The model courses each include a course framework (detailing the scope, objective, entry standards, and other information about the course), a course outline (timetable), a detailed teaching syllabus (including the learning objectives and competences that should have been achieved when the course has been completed by students) and guidance notes for the instructor. Many courses include background information for students, in a compendium.

Completion of one of the model courses under an approved instructor will enable seafarers to meet the appropriate requirement for minimum training under STCW. The courses may be extended by a training institution beyond the minimum requirements, either to meet the demands of a flag state authority or even the proprietary requirements of a major shipping operator or other interested party.

A very topical example of this extended training over and above a Model Course is the situation surrounding the current role out of mandatory ECDIS. The IMO’s Model Course 1.27 is intended to provide the knowledge, skill and understanding of ECDIS and electronic charts to the thorough extent needed to safely navigate vessels whose primary means of navigation is ECDIS. The course emphasises both the application and learning of ECDIS in a variety of underway contexts and is designed to meet the STCW requirements in the use of ECDIS, as revised by the 2010 Manila Amendments.

Course 1.27 is however a generic course and to fully satisfy the ECDIS regulations in SOLAS, users must also be familiar with the specific equipment on any individual ship. Many training establishments and even some leading ECDIS suppliers, offer approved ECDIS training that combines Course 1.27 with the appropriate type specific training. Of course not every seafarer will be able to know in advance what type specific equipment he or she will be operating in the future, some training establishments can partially overcome this by offering familiarisation on a range of different makers’ products.

New IMO Courses added

The scope of IMO Model Courses is continually expanded and kept up to date by revision of existing courses. Now that training in Polar navigation and for LNG and other gas bunkering is becoming mandatory, these could well be suitable subjects for new model courses.

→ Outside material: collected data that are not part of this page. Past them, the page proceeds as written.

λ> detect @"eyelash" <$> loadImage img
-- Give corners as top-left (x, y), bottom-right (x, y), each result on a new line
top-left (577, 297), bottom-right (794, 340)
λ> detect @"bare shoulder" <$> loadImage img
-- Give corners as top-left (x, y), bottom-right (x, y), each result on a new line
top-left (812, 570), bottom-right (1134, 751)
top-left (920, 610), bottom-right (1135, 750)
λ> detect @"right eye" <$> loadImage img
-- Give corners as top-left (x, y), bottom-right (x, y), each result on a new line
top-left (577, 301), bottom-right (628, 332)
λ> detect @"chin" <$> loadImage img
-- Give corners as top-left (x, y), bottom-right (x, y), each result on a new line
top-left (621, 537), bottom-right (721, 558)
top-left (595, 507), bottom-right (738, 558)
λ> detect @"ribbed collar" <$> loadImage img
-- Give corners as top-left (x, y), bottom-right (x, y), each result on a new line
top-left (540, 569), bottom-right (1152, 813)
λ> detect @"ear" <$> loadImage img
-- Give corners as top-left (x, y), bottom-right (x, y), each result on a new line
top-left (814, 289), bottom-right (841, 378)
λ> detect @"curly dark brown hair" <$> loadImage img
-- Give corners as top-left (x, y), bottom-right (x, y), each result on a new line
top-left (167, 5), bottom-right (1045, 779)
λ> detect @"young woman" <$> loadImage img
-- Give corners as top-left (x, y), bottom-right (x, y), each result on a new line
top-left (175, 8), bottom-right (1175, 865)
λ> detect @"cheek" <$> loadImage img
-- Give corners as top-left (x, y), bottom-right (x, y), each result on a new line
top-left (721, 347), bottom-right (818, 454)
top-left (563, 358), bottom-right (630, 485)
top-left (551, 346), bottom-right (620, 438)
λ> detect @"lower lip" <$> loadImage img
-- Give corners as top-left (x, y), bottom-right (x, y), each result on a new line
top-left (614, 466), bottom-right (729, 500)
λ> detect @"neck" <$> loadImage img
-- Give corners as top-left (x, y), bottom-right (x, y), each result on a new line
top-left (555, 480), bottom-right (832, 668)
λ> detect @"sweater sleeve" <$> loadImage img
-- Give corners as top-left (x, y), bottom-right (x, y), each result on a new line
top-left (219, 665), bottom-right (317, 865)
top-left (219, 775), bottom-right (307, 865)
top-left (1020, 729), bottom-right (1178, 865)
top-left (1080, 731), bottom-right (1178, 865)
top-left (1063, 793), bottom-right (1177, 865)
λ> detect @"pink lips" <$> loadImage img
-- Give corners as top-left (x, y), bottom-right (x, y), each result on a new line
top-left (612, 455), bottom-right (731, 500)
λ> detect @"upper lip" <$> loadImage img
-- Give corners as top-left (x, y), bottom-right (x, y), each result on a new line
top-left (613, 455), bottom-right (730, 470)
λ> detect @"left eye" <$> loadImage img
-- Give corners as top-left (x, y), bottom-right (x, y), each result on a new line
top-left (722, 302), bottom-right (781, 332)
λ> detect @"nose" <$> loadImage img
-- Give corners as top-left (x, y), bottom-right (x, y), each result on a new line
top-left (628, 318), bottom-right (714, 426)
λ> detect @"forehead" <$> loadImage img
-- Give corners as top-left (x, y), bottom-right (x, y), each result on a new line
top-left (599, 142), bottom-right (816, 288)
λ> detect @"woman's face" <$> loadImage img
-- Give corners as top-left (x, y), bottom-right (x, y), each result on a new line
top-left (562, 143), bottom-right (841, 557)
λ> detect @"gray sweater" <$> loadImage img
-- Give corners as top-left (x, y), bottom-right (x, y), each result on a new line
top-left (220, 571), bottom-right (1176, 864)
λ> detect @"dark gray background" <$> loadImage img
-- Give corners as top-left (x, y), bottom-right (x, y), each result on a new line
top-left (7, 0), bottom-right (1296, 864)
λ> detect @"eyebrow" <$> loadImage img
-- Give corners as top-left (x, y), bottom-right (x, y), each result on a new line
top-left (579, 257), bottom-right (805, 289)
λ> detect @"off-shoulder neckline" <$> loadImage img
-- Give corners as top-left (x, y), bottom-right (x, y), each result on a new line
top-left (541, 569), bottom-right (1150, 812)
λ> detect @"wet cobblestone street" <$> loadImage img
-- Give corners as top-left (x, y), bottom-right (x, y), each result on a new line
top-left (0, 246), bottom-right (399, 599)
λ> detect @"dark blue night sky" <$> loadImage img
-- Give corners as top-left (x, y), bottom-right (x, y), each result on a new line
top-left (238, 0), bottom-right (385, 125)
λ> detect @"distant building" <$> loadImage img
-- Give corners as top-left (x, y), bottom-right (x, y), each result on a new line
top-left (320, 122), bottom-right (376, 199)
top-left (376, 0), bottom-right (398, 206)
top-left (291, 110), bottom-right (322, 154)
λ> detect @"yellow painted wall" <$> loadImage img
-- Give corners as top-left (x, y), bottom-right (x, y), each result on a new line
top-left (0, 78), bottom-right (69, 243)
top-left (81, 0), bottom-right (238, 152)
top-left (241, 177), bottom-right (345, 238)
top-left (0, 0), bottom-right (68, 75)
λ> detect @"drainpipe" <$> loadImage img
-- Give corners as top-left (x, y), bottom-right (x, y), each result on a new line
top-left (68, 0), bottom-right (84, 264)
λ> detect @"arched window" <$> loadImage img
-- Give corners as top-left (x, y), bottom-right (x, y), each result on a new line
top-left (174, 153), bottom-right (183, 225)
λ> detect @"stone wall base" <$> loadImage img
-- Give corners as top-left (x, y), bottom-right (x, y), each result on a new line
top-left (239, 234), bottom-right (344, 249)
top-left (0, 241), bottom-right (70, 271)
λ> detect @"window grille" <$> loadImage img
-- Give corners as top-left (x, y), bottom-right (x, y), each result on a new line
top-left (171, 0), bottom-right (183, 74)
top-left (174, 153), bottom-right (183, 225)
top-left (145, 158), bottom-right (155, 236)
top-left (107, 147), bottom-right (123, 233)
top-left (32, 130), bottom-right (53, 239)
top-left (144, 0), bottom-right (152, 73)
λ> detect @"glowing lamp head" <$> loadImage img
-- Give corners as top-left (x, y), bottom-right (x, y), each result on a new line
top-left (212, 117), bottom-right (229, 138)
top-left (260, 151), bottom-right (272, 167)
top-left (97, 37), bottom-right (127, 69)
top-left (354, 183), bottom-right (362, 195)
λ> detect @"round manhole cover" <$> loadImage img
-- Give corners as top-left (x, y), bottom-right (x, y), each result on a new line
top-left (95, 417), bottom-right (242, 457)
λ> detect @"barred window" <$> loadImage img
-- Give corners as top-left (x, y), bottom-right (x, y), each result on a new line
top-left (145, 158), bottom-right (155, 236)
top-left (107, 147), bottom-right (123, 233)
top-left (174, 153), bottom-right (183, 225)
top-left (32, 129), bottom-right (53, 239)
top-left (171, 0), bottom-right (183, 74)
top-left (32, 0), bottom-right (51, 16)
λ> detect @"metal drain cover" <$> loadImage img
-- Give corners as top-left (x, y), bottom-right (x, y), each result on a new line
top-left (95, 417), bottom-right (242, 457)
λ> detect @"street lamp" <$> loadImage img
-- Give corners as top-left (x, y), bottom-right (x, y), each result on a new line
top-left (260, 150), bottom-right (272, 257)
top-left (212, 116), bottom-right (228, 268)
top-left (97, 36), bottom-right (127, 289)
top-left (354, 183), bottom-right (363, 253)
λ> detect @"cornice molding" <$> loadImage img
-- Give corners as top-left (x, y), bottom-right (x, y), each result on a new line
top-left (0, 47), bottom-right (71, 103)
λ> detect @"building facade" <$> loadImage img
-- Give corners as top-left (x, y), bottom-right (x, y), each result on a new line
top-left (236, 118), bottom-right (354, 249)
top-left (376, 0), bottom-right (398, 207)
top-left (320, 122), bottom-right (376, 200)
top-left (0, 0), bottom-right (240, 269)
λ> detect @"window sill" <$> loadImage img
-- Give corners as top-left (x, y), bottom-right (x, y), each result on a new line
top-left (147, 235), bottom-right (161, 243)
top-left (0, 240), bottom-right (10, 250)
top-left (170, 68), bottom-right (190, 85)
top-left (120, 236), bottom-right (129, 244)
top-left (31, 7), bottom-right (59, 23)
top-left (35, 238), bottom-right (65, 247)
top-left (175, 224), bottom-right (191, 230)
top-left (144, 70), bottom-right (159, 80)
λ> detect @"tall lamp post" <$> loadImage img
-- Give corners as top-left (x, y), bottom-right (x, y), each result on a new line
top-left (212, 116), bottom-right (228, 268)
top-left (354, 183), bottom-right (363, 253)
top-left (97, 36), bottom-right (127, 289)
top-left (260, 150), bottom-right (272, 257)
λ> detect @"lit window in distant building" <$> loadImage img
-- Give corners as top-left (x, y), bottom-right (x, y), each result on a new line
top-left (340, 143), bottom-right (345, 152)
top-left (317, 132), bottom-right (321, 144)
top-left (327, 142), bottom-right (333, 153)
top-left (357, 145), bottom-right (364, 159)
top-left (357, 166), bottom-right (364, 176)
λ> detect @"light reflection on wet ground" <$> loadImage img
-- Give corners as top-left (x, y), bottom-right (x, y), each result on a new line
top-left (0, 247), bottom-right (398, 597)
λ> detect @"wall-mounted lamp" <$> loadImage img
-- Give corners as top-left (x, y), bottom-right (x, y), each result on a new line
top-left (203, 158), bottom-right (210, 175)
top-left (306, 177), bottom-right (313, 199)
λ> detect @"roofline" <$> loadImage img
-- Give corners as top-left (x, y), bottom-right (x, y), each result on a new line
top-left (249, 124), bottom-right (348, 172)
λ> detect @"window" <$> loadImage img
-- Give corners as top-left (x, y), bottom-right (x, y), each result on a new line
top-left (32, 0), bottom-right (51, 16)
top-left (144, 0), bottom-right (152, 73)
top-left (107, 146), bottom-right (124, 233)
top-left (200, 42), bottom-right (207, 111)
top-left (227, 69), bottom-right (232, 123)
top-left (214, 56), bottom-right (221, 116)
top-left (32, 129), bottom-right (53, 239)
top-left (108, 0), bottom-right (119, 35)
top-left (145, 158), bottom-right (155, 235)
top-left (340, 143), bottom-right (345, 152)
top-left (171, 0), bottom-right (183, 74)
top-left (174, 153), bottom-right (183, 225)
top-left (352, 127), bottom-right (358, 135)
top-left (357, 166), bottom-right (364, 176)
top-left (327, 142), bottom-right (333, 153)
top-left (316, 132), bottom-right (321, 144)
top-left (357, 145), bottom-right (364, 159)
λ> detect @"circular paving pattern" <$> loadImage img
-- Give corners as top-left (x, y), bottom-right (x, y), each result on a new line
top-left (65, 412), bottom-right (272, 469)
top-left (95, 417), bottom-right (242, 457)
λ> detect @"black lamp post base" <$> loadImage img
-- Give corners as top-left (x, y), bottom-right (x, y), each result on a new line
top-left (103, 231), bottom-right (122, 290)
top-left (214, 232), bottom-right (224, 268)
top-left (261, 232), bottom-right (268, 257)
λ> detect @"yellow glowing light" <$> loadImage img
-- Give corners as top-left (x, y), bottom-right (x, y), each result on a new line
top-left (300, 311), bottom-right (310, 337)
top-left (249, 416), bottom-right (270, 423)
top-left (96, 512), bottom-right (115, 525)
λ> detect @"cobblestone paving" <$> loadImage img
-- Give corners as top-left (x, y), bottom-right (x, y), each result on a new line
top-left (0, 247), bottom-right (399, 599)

While the training establishment offering Model Courses should be making use of the latest version it would be wise for potential candidates or their employers to ascertain if this is indeed the case. One of the reasons for the problem of Philippines training being considered suspect by the EU was that some of the training establishments there were not reaching required standards.

The range of courses available at present number almost 70 although some of these are issued in connection with the related but separate STCW Fishing Convention and are aimed at seafarers on fishing vessels as opposed to merchant ships. There are too some specialised courses aimed at surveyors and instructors rather than seafarers.

An example of one of these specialist courses that is of particular relevance to this guide is Model course 6.10 Train the Simulator Trainer and Assessor. In the IMO’s own words ‘The topics that have been covered in this modular course have been chosen in such a way as to provide a valuable introduction for those who have little experience in teaching and also as a very useful refresher for experienced instructors. In addition, those whose teaching experience has been limited to lecturing will gain considerable exposure, as they will explore the world of maritime simulation along with a variety of teaching techniques’.

The course deals with the relevance of simulators in maritime training and the simulator pedagogy associated with the use of training on a maritime simulator. The basic aspects of the learning process, purpose of training, setting of training objectives and basic principles of course design and the psychology of learning has also been touched upon. It has a large practical component in which the participants implement the theoretical guidelines by planning, creating, executing and evaluating their own simulation exercises.

The experimental nature of the course being conducted largely using simulators provides the participants the opportunity to hone the necessary skills required to be an effective simulator instructor.